Figure 5: Culturally modified Western red cedar
GIS and Mapping
As part of their GIS and mapping process Strategic make use of Apple iPad tablets with the Avenza PDF Maps app installed. Using georeferenced PDF maps on these devices allows the iPad’s GPS sensor to position the users location on detailed site plans created using GIS packages. The Avenza PDF Maps app provides users with a range of tools including the ability to measure distances and areas, find bearings between points, add point or line features and annotate, shade and draw.
The PDF maps app can be utilized on the majority of GPS-enabled tablet or smart phone devices. The app can be downloaded from both Apple and Android app stores and a BETA vesion is now available for users of Windows 8 or Windows Phone 8. A few benefits of using the Apple hardware include the familiarity of iOS, availability of aftermarket accessories including Lifeproof cases which Strategic use to ruggedise and waterproof the tablets, the AirDrop function in iOS allows users to quickly share content when working in the bush without the need for internet access.
One limitation of this technology is the accuracy of the GPS sensors used. When working in an open area without any overhead obstacles the tablets are able to connect to an adequate number of satellites, denser forest canopies can impact the number of connections which reduces the accuracy of the GPS sensor. This is not a major issue as the tablets are primarily meant to be used as a reference tool, for mapping and planning requirements are higher, Trimble units are used to collect data with greater accuracy, these make use of subscription based satellite connections allowing a greater number of potential connections than the iPads which only connect to open access satellites. The other limitation of the tablet hardware is the battery life, when using GPS the built in battery is typically capable of 5-7 hours use which is typically plenty for a day’s field work. For shifts spanning several days tablets will need to be charged overnight.
Leech, S., A. Wiensczyk, and J. Turner. (2009) Ecosystem management: A practitioners’ guide. BC Journal of Ecosystems and Management 10(2):1–12. Available at: www.forrex.org/publications/jem/ISS51/vol10_no2_art1.pdf (Accessed: 17.07.15)
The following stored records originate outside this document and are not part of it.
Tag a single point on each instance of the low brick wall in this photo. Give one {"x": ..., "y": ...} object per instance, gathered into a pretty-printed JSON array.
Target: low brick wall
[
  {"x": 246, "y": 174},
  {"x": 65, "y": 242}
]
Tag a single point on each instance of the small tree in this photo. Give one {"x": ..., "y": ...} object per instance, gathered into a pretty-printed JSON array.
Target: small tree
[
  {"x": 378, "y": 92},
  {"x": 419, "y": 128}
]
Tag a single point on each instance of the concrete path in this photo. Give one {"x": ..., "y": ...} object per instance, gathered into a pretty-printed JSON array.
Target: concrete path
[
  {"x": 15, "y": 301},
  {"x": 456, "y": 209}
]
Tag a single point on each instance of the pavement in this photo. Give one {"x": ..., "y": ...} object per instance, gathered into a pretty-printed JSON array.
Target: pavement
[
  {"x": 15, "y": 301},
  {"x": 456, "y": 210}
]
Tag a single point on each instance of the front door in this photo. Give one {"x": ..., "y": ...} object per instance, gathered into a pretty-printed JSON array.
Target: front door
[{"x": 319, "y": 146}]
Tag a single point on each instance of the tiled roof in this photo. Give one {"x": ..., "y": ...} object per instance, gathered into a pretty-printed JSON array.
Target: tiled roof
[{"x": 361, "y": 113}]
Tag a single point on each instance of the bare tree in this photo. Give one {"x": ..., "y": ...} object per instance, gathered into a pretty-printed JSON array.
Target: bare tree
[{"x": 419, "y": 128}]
McAfee, B. and Malouin, C. (2008) Implementing Ecosystem-based Management Approaches in Canada’s Forests. Natural resources Canada, Canadian Forest Service, Science and Programs Branch, Ottawa, ON.
Pirot, J.Y., P.J. Meynell, and D. Elder (editors). (2000) Ecosystem management: Lessons from around the world – A guide for development and conservation practitioners. IUCN, Gland, Switzerland and Cambridge, UK. Available at: data.iucn.org/dbtw-wpd/edocs/2000-051.pdf (Accessed: 17.07.15).